Starting in Dunedin, the group heard from Asia New Zealand Foundation Honorary Adviser Professor Manying Ip and former Foundation board member Dr James Ng, two renowned academics in the area of Asian history in New Zealand.
As most of the early Chinese to come to New Zealand came with the expectation of one day returning to their villages in China, Manying Ip suggested that rather than call them 'settlers', the term ‘sojourner’ more accurately describes the intention with which they came, even though many were to eventually settle and live out there days in this country.
Duncan Sew Hoy spoke to the group about his family's ties to Dunedin (Photo: James To)
Visiting the historical Sew Hoy House in downtown Dunedin, the group heard from of Duncan Sew Hoy about the history of his family in city and his experiences growing up there.
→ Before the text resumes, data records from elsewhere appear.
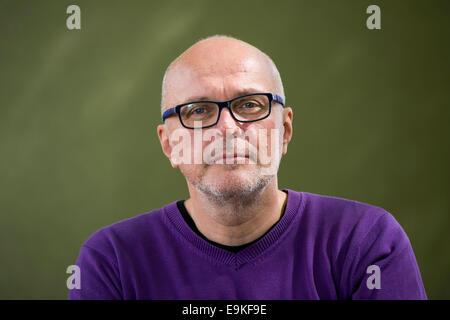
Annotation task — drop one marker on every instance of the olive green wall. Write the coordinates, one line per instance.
(78, 112)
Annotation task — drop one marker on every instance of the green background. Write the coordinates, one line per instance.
(79, 109)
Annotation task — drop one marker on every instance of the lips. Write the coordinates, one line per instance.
(227, 156)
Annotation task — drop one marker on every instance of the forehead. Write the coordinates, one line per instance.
(217, 78)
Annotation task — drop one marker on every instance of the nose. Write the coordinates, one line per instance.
(226, 121)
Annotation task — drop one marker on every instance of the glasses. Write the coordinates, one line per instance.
(204, 114)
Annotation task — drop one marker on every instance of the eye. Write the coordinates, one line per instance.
(249, 105)
(198, 110)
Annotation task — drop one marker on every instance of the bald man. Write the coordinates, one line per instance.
(238, 236)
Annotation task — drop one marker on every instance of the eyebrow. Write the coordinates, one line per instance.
(238, 94)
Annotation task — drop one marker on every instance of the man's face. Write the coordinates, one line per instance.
(220, 76)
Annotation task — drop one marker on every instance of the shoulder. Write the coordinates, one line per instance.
(128, 233)
(342, 218)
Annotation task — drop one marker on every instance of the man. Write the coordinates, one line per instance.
(238, 236)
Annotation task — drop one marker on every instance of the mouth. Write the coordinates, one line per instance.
(230, 158)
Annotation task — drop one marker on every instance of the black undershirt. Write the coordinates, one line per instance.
(235, 249)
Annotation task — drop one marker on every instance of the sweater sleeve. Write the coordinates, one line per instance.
(384, 266)
(99, 277)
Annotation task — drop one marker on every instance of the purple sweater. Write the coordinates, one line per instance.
(321, 248)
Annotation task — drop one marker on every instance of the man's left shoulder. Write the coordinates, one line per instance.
(341, 213)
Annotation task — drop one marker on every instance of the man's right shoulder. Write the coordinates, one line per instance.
(138, 229)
They also visited the Toitū Otago Settlers Museum where they were given a brief history of the city by one of the museum's curators, Sean Brosnahan.
On hearing these stories, Lincoln Dam said, “I learnt more about, and am inspired by, the ways early Chinese settlers maintained their cultural heritage, despite facing relentless racism.”
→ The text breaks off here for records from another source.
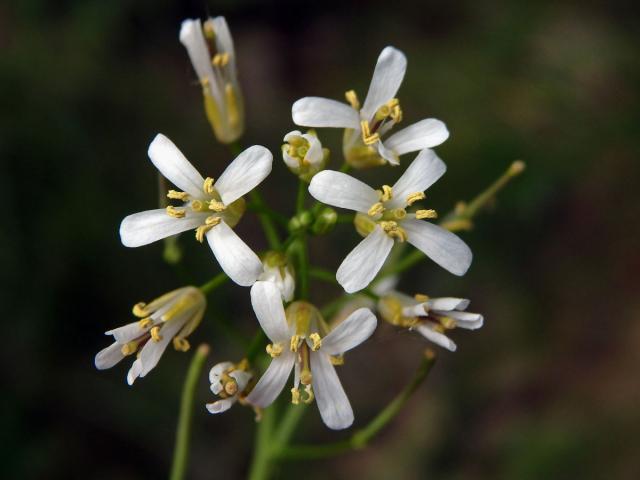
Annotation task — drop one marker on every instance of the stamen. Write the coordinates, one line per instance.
(155, 334)
(175, 212)
(421, 214)
(175, 195)
(415, 197)
(352, 98)
(376, 209)
(317, 341)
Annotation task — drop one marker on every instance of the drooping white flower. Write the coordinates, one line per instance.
(382, 218)
(210, 48)
(432, 317)
(367, 125)
(279, 271)
(297, 344)
(211, 208)
(171, 317)
(303, 153)
(228, 380)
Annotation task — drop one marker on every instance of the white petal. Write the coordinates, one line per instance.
(221, 405)
(266, 301)
(323, 112)
(341, 190)
(387, 78)
(426, 133)
(350, 333)
(109, 356)
(244, 173)
(234, 256)
(436, 337)
(333, 403)
(423, 172)
(440, 245)
(364, 262)
(447, 303)
(174, 166)
(273, 380)
(153, 225)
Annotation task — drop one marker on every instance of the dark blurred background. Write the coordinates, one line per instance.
(549, 388)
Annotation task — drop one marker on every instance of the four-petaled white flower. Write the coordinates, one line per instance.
(429, 316)
(383, 217)
(212, 208)
(171, 317)
(229, 381)
(363, 144)
(217, 74)
(297, 344)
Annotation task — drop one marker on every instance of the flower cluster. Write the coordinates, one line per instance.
(392, 216)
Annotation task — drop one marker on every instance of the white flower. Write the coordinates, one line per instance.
(383, 218)
(280, 272)
(429, 316)
(363, 144)
(211, 208)
(303, 153)
(210, 48)
(229, 381)
(172, 317)
(297, 345)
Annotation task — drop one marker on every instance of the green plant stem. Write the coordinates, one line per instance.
(362, 437)
(183, 434)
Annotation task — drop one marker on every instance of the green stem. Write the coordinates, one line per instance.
(183, 434)
(362, 437)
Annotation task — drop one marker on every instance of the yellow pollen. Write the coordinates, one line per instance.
(317, 341)
(155, 334)
(274, 349)
(208, 185)
(352, 98)
(181, 344)
(139, 311)
(175, 195)
(421, 214)
(415, 197)
(376, 209)
(367, 137)
(175, 212)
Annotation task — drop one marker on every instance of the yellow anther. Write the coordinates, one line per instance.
(175, 212)
(352, 98)
(129, 348)
(317, 341)
(217, 206)
(376, 209)
(387, 193)
(421, 214)
(295, 396)
(145, 323)
(175, 195)
(274, 349)
(208, 185)
(155, 334)
(415, 197)
(309, 391)
(181, 344)
(220, 59)
(139, 311)
(367, 137)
In Lawrence, Dr Ng walked the group through the historical Chinese camp, which he played a big part in saving, and shared the stories of the lives of by Chinese miners that lived there. Established in 1860s, by the 1880s the camp was home to some 40 families, mostly formed of marriages between Chinese men and Pākehā women.
Emily Wilby said hearing about the discrimination experienced by the miners was “enlightening and thought provoking”.
“Something I didn’t know was that the gold miners were invited, and that there were pre-arranged conditions before they came out.”
Dr Ng spoke to the group about the history of the historical Chinese camp in Lawrence (photo: Allan Xia)
In Arrowtown, the group walked through the historic settlement and visited the area where Chinese miners were forced to live, making their homes in small shacks, some of which have been restored or rebuilt, on the edge of town along the banks of Bush Creek. Picturesque in Autumn when the network members visited, the ground in this area is frozen throughout much of winter and only the hardiest of people could have endured.
Director Leadership and Entrepreneurship Adam McConnochie said with the government currently reviewing its history curriculum for schools, now is a poignant time to learn about the place of Chinese people in the story of New Zealand.
"Some may be surprised to learn that Chinese people have been in New Zealand since the 1850’s, after being invited during the Otago Gold Rush," he said.
"This is part of New Zealand's history that New Zealanders should be more aware of."
At the conclusion of the programme, the group spent some time reflecting on what they learnt and how they were going to keep the momentum of the weekend going.
Cleo Gilmour said, “The knowledge and skills gained on this hui makes me feel better prepared to engage in the conversation around systemic racism and has refreshed my desire to do more in this space.”
Describing the importance of learning about this history for her leadership journey, Greta Young said “Having a better sense of who I am and how my story fits in New Zealand has already given me a stronger grounding and sense of self and made me into a more well-rounded leader with a clearer, more authentic voice.”